Massive paydays have drawn entrepreneurs and managers, who might once have built, into the game of buying and selling. Meanwhile, performance in the real economy—among the operating companies they buy and sell—has degraded. Economic growth and dynamism have slowed, productivity growth has come nearly to a halt and wages have stagnated. Bizarrely, with so much "investment" going on, actual investment has plummeted. Assets get shuffled and reshuffled, profits get made, but relatively little flows toward actual productive uses. "Net private domestic investment," observes a report from Senator Marco Rubio's Project for Strong Labor Markets and National Development, "fell from nearly a tenth of U.S. Gross Domestic Product as late as the mid-1980s, to less than half of that amount by the end of 2018. As a percent of corporate profits, it declined from nearly 100 percent in the early 1980s to less than 40 percent today."

Finally, there is the matter of risk. The private equity strategy of leveraging an acquisition with a high level of debt works well when everything is going well. But the business' margin for error shrinks and the result is frequently bankruptcy—firms acquired by private equity funds are ten times more likely to go bankrupt—which can be disastrous for employees and their communities, though not the fund managers themselves, who often come out ahead. The trend has become so prevalent that when Brooks Brothers recently announced its bankruptcy, CNBC had to explain that "unlike many retail trailblazers, Brooks Brothers is not buckling from debt leftover from a private equity-led leveraged buyout that left its owner unable to invest in the storied brand."

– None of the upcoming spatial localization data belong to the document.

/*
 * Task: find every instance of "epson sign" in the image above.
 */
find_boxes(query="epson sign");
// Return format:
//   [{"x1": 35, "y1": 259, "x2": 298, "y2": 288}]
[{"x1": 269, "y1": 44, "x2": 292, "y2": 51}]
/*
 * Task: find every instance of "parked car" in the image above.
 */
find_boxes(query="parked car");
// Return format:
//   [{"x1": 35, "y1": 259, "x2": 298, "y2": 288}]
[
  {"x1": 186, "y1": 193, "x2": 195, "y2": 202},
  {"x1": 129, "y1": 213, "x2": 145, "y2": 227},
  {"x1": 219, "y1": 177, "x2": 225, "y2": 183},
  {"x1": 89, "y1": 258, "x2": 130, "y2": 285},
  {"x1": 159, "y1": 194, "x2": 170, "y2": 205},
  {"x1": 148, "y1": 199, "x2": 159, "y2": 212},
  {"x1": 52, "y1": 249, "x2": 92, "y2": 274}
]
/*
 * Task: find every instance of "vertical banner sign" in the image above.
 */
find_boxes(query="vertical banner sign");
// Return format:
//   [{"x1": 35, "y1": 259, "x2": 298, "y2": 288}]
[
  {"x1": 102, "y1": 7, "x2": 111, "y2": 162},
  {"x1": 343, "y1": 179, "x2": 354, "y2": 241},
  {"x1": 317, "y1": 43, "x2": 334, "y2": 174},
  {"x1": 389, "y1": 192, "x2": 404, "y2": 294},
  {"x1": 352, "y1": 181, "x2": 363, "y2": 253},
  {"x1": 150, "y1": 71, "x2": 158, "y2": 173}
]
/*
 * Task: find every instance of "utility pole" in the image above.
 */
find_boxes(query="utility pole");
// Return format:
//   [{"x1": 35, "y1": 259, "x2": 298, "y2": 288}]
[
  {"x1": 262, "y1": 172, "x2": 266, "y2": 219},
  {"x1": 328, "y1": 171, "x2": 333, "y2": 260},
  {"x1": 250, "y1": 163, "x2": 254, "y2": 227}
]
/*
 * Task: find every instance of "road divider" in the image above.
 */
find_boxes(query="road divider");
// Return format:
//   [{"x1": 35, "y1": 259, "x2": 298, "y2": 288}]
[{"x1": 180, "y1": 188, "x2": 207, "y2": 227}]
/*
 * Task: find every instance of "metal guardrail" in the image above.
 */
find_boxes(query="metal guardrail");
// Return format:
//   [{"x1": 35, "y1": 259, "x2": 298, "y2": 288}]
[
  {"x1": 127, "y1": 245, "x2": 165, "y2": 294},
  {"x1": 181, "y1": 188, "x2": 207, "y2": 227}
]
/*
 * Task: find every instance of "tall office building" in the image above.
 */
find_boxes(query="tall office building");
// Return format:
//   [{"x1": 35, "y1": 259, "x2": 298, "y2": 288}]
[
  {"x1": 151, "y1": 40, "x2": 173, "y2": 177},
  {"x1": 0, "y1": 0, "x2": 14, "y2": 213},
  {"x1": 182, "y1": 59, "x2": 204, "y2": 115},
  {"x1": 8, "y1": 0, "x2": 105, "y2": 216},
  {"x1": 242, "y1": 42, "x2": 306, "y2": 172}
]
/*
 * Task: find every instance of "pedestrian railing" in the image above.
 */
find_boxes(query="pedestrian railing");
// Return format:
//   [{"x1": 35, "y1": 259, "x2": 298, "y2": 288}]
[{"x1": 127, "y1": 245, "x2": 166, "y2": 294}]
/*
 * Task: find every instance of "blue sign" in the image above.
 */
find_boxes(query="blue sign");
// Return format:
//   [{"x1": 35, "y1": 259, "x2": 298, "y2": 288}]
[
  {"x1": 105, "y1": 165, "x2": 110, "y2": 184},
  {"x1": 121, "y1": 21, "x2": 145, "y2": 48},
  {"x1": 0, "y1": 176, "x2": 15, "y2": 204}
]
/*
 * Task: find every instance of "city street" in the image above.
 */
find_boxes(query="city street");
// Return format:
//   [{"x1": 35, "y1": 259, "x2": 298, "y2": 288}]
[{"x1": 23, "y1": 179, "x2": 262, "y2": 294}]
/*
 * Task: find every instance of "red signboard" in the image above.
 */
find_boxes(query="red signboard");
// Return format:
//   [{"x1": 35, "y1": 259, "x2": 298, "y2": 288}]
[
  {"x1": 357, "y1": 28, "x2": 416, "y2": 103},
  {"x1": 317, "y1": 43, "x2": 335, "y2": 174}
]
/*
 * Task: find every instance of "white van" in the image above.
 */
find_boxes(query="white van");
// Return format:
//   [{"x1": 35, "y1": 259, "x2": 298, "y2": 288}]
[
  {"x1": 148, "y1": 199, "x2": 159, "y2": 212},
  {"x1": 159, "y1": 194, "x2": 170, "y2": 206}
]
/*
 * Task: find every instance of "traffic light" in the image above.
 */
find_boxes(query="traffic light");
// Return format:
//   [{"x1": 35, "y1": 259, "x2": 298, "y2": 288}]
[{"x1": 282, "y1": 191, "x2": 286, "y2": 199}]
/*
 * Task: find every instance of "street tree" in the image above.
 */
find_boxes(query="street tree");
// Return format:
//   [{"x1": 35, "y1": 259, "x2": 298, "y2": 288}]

The concept of private equity—investors acquiring a business—is itself harmless and, indeed, necessary. In their early history, leveraged buyouts may even have provided a necessary corrective to lax management practices. Certainly, they earned massive returns. But in its current incarnation, the industry fails on its own terms to deliver results for investors, and fails in its broader obligation to create value for society. As funds amass ever-larger piles of money and compete over fewer targets, their search for value to capture and their techniques for capturing it will grow more desperate.

Oren Cass is the executive director of American Compass, which recently released its "Coin-Flip Capitalism" project scrutinizing the venture capital, private equity and hedge fund industries.

The views expressed in this article are the writer's own.